Book Read Free

Ready to Roll

Page 18

by Suzanne Brockmann


  Will you do me another favor, and next time you have a shift at work with Wade O’Keefe, will you thank him and tell him that he was right? That his friend is awesome, that I’ve already got a job that I love, and most of all that I’m safe and I’m going to be okay? Thank you.

  And it was signed, You helped save my life.

  When I sent an email back, you know, asking Do I know you?, it bounced. Whoever owned that email address had already deleted the account.

  So, yeah, I told Wade, and he not only seemed to know who it was from, but he also seemed really happy, which was nice because, well, before this, he always seemed so sad. (sighs)

  I wish that he trusted me. I mean, I get why he doesn’t, but… I wish he could just be himself.
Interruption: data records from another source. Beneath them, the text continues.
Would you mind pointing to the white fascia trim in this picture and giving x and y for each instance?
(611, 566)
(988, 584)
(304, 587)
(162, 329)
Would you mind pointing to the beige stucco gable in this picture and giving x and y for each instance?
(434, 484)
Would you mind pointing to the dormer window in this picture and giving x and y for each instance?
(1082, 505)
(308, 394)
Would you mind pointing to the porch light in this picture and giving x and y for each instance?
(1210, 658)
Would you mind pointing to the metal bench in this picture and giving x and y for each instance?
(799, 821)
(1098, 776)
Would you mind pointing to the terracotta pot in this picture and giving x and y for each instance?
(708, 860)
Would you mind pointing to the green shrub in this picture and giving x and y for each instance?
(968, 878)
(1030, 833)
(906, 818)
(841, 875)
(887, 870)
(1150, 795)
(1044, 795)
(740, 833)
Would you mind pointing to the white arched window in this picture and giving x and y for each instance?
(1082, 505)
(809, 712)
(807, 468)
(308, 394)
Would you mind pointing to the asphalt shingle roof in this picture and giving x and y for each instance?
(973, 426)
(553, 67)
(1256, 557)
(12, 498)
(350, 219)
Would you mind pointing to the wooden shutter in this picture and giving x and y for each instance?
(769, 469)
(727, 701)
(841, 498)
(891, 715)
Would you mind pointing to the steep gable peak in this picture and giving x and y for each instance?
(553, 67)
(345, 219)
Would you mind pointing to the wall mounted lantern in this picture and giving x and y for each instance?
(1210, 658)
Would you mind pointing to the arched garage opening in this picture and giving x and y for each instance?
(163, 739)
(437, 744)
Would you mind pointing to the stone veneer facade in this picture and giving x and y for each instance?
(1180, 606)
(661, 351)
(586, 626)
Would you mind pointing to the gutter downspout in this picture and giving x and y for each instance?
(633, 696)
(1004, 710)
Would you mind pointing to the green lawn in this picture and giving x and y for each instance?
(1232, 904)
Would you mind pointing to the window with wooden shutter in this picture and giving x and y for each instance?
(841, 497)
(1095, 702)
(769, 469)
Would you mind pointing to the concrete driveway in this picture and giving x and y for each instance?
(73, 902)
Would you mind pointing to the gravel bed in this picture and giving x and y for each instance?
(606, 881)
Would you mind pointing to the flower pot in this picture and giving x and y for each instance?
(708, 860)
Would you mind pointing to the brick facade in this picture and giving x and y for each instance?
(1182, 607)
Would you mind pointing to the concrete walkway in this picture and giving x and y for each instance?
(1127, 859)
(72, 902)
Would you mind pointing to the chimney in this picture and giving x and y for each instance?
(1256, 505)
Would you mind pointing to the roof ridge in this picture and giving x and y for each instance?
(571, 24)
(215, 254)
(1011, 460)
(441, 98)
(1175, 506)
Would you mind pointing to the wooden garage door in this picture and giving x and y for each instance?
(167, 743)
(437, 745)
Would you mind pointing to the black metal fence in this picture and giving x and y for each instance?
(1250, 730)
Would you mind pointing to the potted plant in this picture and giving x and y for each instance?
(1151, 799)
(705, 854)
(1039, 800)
  Living the way he does must be exhausting.

  * * *

  SEAL Candidate Petty Officer Third Class

  John “Q Public” Pilkington:

  Why did I do it? What was I thinking?

  Are you kidding?

  I was thinking, “I’m not going through BUD/S Phase Two without Seagull. Shit, if my choice is to do Phase Two without Seagull or to do Hell Week all over again with Seagull…? (shrugs) Looks like I’m doing Hell Week again.”

  * * *

  SEAL Candidate Petty Officer Third Class

  John “Doe” Capano:

  Ditto.

  Phase two? Bring it.

  We’re Boat Squad John, and we’re ready to roll.

  AUTHOR’S NOTE

  Dear Readers,

  Thank you so much for choosing to read this story. If you had fun visiting Izzy and meeting Boat Squad John, I’d appreciate it greatly if you’d post a review or toss Ready to Roll some shiny stars and/or digital buckets o’ love at your favorite on-line bookseller. Authors depend on reader reviews more than ever in this crazy, noisy, option-filled digital world. I’m very grateful, too, when you post, share, tweet, text, and talk about my books! (Thank you so very, very much!)

  So, what’s next?

  That’s every author’s most frequently asked question, even (especially?) after the release of a new book. This time, I’ve got some answer for you!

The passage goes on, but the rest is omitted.